Die Wahlkommission hatte den Oppositionskandidaten Alassane Ouattara zum Sieger der Präsidentschaftswahl erklärt. Der Verfassungsgerichtshof kippte dieses Ergebnis – und erklärte Laurent Gbagbo zum Sieger. Jetzt fürchten Beobachter den Ausbruch von Gewalt.

Der ehemalige Ministerpräsident und Rebellenführer Ouattara hat vor allem den Norden des Landes hinter sich, das vor acht Jahren in einem Bürgerkrieg zu zerfallen drohte.

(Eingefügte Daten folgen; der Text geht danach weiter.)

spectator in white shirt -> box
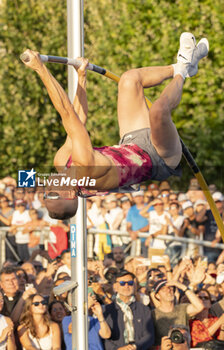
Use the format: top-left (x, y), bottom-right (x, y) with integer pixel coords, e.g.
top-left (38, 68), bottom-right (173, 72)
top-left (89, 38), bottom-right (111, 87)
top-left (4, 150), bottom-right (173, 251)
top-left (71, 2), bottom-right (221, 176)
top-left (10, 199), bottom-right (30, 261)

Auch der Generalsekretär der Vereinten Nationen, Ban Ki-moon, US-Präsident Barack Obama, Frankreichs Präsident Nicolas Sarkozy und Deutschland unterstützen das ursprüngliche Wahlergebnis, ebenso die Afrikanische Union.

Waffenträger gehen bereits in Stellung:

Die Regierungstruppen stünden für jeden Auftrag bereit, den ihnen Gbagbo gebe, so ihr Chef. Die Rebellengruppe “Forces Nouvelles” aus dem Norden stehen hinter Ouattara.

Was 10 000 UNO-Blauhelme vorhaben, ist offen.

Die Armee hatte in der Nacht zum Freitag alle Grenzen des Landes geschlossen. Ausländische Nachrichtensender sind nicht mehr zu empfangen.

Die Elfenbeinküste hat rund 20 Millionen Einwohner, verfügt über Rohstoffe wie Erdöl, Erdgas, Coltan, Eisenerz und Nickel und ist der größte Kakao-Exporteur der Welt.